[Magdalen] re Pub rules, for Martin and others
Grace Cangialosi
gracecan at gmail.com
Sun Jun 28 15:08:07 UTC 2015
I think you've covered it well, Sally! These are good reminders for all of us.
> On Jun 28, 2015, at 8:42 AM, Sally Davies <sally.davies at gmail.com> wrote:
>
> Dear Pubbies
>
> Publican hat on here, it took me a while to find as it's been so long since
> there was any need for it. Chad Wohlers is the other Publican for anyone
> who may not know this. Our job is to make sure that the environment of the
> Pub is conducive to friendship and fellowship.
>
> You will not find any rules in this Pub about topics that may or may not be
> discussed. The only rock solid requirement is that we respect our fellow
> pubbies and uphold their right to express views whether we agree with them
> or not. Our Baptismal vows get a mention in the ground rules as does the
> dignity of all persons. Check the website if you haven't done so.
>
> As Publicans we have, in the past, taken a dim view of practices such
> as baiting, and piling on. We have encouraged list-sibs to ignore the first
> and avoid the second.
>
> But when push comes to shove and we have to consider the possibility of
> excluding someone or putting their mail into moderation for the sake of the
> community, a history of baiting others, over-reacting, and moving quickly
> to personal abuse ("flaming") would contribute to that decision.
> Popularity or unpopularity doesn't come into it.
>
> It's pretty much a no-brainer that the Pub is a group of mainly like minded
> people which trends strongly in a liberal direction, both theologically and
> socially. I'm sure there are other groups elsewhere which trend the other
> way, but maybe not!

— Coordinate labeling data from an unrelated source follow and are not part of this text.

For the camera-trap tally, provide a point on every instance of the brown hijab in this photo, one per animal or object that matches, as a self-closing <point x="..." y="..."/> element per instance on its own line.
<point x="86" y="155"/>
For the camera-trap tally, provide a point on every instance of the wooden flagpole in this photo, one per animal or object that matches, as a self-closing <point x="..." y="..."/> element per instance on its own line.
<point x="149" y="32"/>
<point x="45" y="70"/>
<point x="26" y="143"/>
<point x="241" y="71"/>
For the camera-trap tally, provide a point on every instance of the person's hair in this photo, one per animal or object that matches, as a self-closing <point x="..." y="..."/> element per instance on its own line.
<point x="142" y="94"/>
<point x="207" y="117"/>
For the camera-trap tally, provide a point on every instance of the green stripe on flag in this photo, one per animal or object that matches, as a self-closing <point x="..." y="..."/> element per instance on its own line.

To me that would probably be a dialogue of the deaf but
> perhaps I'm just prejudiced there.
>
> Anyway...when people with conservative views join the Pub conversation, I
> have noticed a few different motivations over the years, which might be
> worth mentioning since we're thinking about this.
>
> 1. They have friends here from having been around Maddies in the past or
> from other lists and want to stay in contact, the Pub provides an
> agreeable way to do that and for the most part they're prepared to overlook
> points of view that they don't support.
>
> 2. Others like a fight and don't mind being the only one defending a side
> (this could be a form of "trolling" but not necessarily). There are people
> already here who also like a fight so new entrants to the arena often get
> exactly what they're looking for. Fight fair, that's all we ask, and try to
> be constructive with other people's bandwidth.
>
> 3. Sometimes one gets the sense of a "crusade". The individual is
> frustrated by the prevailing climate in the wider Church or society, and
> sees Magdalen (or a given member) as one of a set of windmills to charge
> at. He or she comes across as Puritanical; more concerned with symbols than
> with actual people and their feelings. It's not "trolling", but is VERY
> likely to involve practices of disrespect sooner rather than later.
>
> If we are honest, most of us can be recruited into this kind of
> symbolic exchange on points we hold dear, myself included. Our experiences
> of Church have sometimes been harsh or outright abusive, creating
> emotional trauma that is triggered when we read statements that come across
> as dogmatic, sarcastic, exclusionary or fanatical.
>
> As Publicans we cannot protect each and every Pubbie from being offended or
> upset, but we can and should take care that deliberate personal abuse is
> warned and where necessary, curtailed. It is not the basic position or
> truth-claim of the individual that is being punished (though people
> sometimes assume this) but his or her failure to uphold respect for others,
> which if allowed to continue might change the ethos of the Pub in
> unacceptable ways.
>
> 4. Some (both liberals and conservatives) enjoy exploring discussions from
> different points of view, even playing "devil's advocate". Such people will
> however listen to others even if they don't change their own views; and
> they will also tend to show personal caring and concern for fellow pub
> members. Although one often suspects with good reason that baiting is going
> on, they steer clear of the kind of abuse that would get them restricted.
>
> I've been involved in listservs, forums and mail groups for nearly twenty
> years now, and have some survival tactics I can recommend:
>
> Technical aids to sanity:
>
> - The delete key is your friend
> - The "save draft" folder is also your friend, if in doubt let your
> email cool off in there
> - Conversation view is a great help, you can ignore an entire conversation
> if it's problematic (this didn't used to be the case with the old email
> clients and systems)
>
> Personal/spiritual aids to sanity:
>
> - Check before you react i.e. "I am hearing you say X is that what you
> meant?"
> - Try to picture the person whose post annoyed or upset or enraged you, and
> shine the light of Christ's compassion onto him or her for a while
> - Arrow prayers, ask God's help and wisdom before you respond
>
>
> Does that help? I'd be interested to hear about any other "survival
> tactics" as I think of us as a wise, compassionate, well informed and
> experienced bunch of people, whom it is a privilege to serve as Publican.